ANTHONY CUMMINGS has knocked back an offer to head Nathan Tinkler's Warwick Farm training operation. Tinkler has spent more than $150 million on bloodstock, stables and breeding farms in less than a year, with the electrician turned mining magnate applying for 140 boxes at Warwick Farm.
"I've declined the offer to move to Warwick Farm," Cummings said yesterday.
Cummings joined forces with Tinkler's Patinack Farm earlier this year at New Zealand's premier yearling sale. Tinkler stunned the Karaka sale ring when outlaying $6.9m on 29 yearlings, but that was made to look like pocket money weeks later, when racing's 'Whale' outlaid $19m on 59 youngsters at the Magic Millions sale on the Gold Coast.
Not long after, he spent $3.5m on 24 yearlings at a William Inglis sale in Melbourne.
At the William Inglis and Son Easter Yearling Sale, Cummings outlaid $7.635m on 18 youngsters, with the majority picked up by racing's latest benefactor.
"I'll finish up training 20 of their [Patinack] top colts, and that will be me," Cummings said.
Cummings will remain at Randwick, where he has 70 boxes, while his satellite operation in Melbourne will be trimmed. Cummings has a base at Caulfield and expanded the operation to take in another stable complex, but that has been wound up.
"[Trainer] Mick Price will be given 50 [Patinack] horses to train in Melbourne," Cummings said. "I had two stables at Caulfield and I've given him one of them. I had taken on extra stables in Melbourne because they [Patinack] needed the extra room. My Melbourne operation will be smaller … I'll concentrate on Sydney."
Cummings said a couple of his Caulfield staff were expected to follow the Patinack horses to the Price stable. In recent months, Melbourne trainer Patrick Payne fell out with Tinkler, with 30 horses leaving the former champion jockey's stable.

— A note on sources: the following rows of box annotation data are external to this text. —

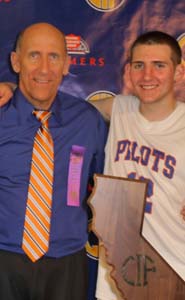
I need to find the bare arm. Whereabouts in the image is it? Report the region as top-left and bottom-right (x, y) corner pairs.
(89, 97), (114, 121)
(0, 82), (17, 107)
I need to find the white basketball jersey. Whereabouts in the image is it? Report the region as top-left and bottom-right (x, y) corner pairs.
(97, 95), (185, 300)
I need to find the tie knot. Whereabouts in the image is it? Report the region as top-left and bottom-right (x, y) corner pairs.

The Australian Jockey Club's executive director of racing, Richard Freedman, told the Herald Tinkler and his racing manager, Rick Connolly, had "preliminary discussions" about taking boxes at Warwick Farm.
"To do the job required at Warwick Farm means I would have to be here every day," Cummings said. "I owe a lot to Nathan, but also to those owners that I've had at Randwick for years, so I don't want to lose my standing out there."

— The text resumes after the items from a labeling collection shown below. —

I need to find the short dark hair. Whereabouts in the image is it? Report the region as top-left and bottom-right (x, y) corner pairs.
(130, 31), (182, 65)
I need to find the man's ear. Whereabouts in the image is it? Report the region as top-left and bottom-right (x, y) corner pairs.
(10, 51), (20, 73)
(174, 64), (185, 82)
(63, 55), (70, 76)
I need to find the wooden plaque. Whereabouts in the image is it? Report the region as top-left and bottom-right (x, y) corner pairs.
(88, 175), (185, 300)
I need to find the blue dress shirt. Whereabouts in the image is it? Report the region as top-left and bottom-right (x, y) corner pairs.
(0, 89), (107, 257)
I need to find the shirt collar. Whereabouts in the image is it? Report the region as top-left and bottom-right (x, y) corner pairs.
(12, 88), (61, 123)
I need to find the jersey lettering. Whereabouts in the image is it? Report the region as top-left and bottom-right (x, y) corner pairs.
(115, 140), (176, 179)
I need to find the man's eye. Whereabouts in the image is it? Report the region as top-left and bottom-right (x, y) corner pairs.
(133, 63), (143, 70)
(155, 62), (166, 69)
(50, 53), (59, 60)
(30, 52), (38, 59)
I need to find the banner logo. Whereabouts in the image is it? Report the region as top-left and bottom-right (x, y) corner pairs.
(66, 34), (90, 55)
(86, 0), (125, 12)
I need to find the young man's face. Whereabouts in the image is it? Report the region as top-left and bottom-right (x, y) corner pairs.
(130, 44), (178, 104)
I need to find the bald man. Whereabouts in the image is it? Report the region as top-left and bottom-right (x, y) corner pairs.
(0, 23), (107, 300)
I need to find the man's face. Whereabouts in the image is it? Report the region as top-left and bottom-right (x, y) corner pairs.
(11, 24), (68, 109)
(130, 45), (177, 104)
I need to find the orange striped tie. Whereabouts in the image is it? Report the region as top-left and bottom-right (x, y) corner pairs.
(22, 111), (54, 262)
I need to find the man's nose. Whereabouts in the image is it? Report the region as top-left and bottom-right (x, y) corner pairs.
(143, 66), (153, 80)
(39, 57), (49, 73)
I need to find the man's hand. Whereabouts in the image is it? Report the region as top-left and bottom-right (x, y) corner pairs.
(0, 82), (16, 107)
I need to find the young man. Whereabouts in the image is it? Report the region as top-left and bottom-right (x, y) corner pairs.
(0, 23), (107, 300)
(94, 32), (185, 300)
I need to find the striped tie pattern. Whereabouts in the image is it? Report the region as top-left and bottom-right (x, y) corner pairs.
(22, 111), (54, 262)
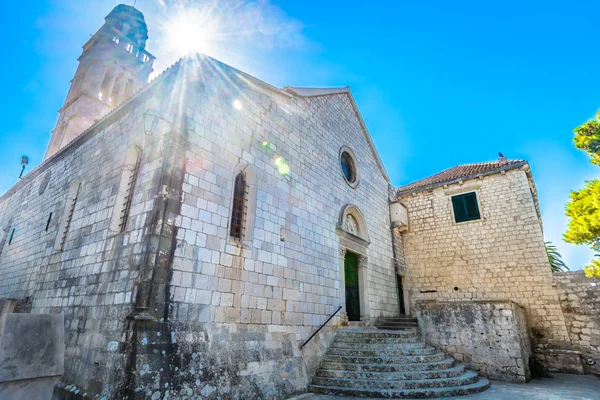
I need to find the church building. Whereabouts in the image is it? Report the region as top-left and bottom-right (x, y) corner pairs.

Cummings had just emerged from a Racing NSW stewards' inquiry at Warwick Farm races yesterday, at which he was fined $400 for sending the wrong Patinack-owned horse to trial at Warwick Farm last Friday.
Due to a delay in receiving registration cards, Cummings started Miss Cutie in a two-year-olds' trial, believing it to be Newborn. "I'm happy to pay as long as I can find out where the Christmas party is when you spend it," Cummings told stewards.
■ Kerrin McEvoy's winning week got better yesterday when wife Cathy gave birth to their first child, Charlie Patrick. McEvoy rode a feature-race treble at Sandown last Saturday for Darley, which employs him as stable rider. Darley's head Australian trainer, Peter Snowden, said yesterday that "both mother and baby are doing well".
McEvoy is set to ride at Ballarat today and Seymour tomorrow before taking a short break to spend time with his family.